I'm still blown away today by the choices in lithography methods used in
patterning silicon. Because large high-quality lenses get so expensive and
difficult to manufacture, we have adopted rigs with systems of stepper motors
to move about the wafer and lens, so that we can use both a smaller lens, and
a slit (instead of annular) lens. I always think, "how can that be both easier
and cheaper!", but it is...

Visual aid to illustrate a "scanner" method:
[http://www.lithoguru.com/images/lithobasics_clip_image012.gi...](http://www.lithoguru.com/images/lithobasics_clip_image012.gif)

The "scanner" method is the slit lens, the "stepper" method is the smaller
lens, and today we do both.

More info:

[http://www.lithoguru.com/scientist/lithobasics.html](http://www.lithoguru.com/scientist/lithobasics.html)

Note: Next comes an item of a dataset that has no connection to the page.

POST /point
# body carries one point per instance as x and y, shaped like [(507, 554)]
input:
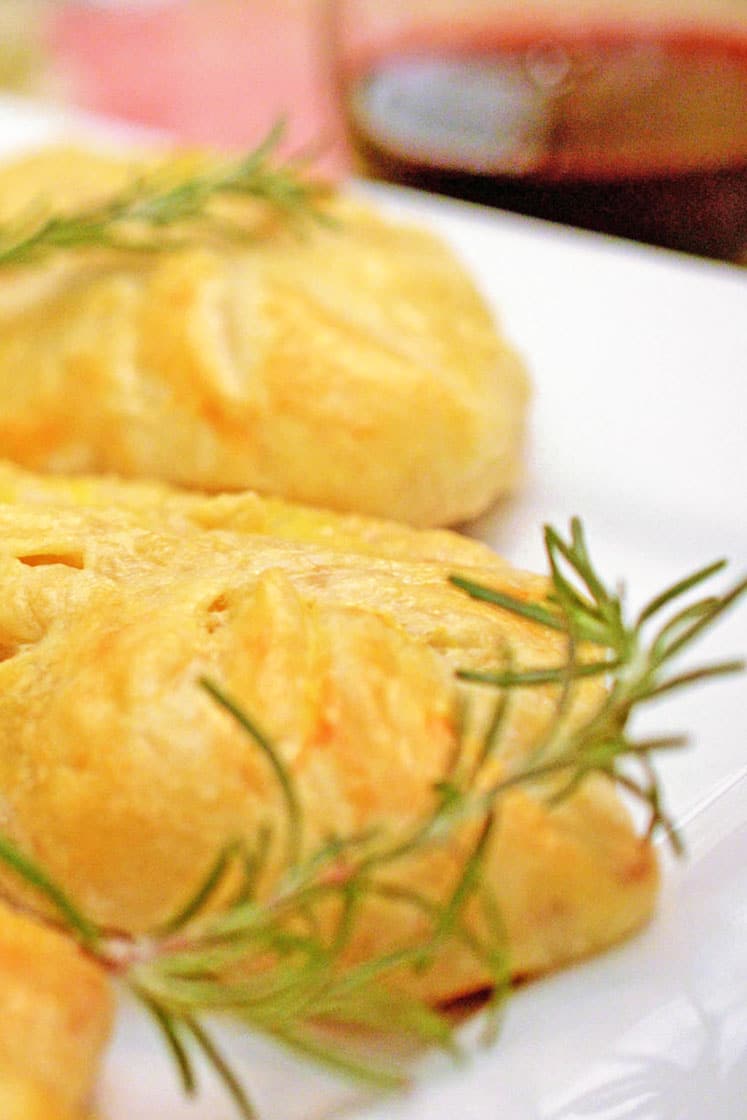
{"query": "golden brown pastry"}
[(341, 637), (56, 1010), (352, 366)]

[http://en.wikipedia.org/wiki/Stepper#Scanners](http://en.wikipedia.org/wiki/Stepper#Scanners)

------
frozenport
Its always fun when somebody from another field (computer science) discovers
something that is very well know in your field (E&M). One of the parts missing
from this paper is that the PSF's of optical systems have a real and imaginary
part but measuring the imaginary part is quite difficult and is mostly only
done for biological samples.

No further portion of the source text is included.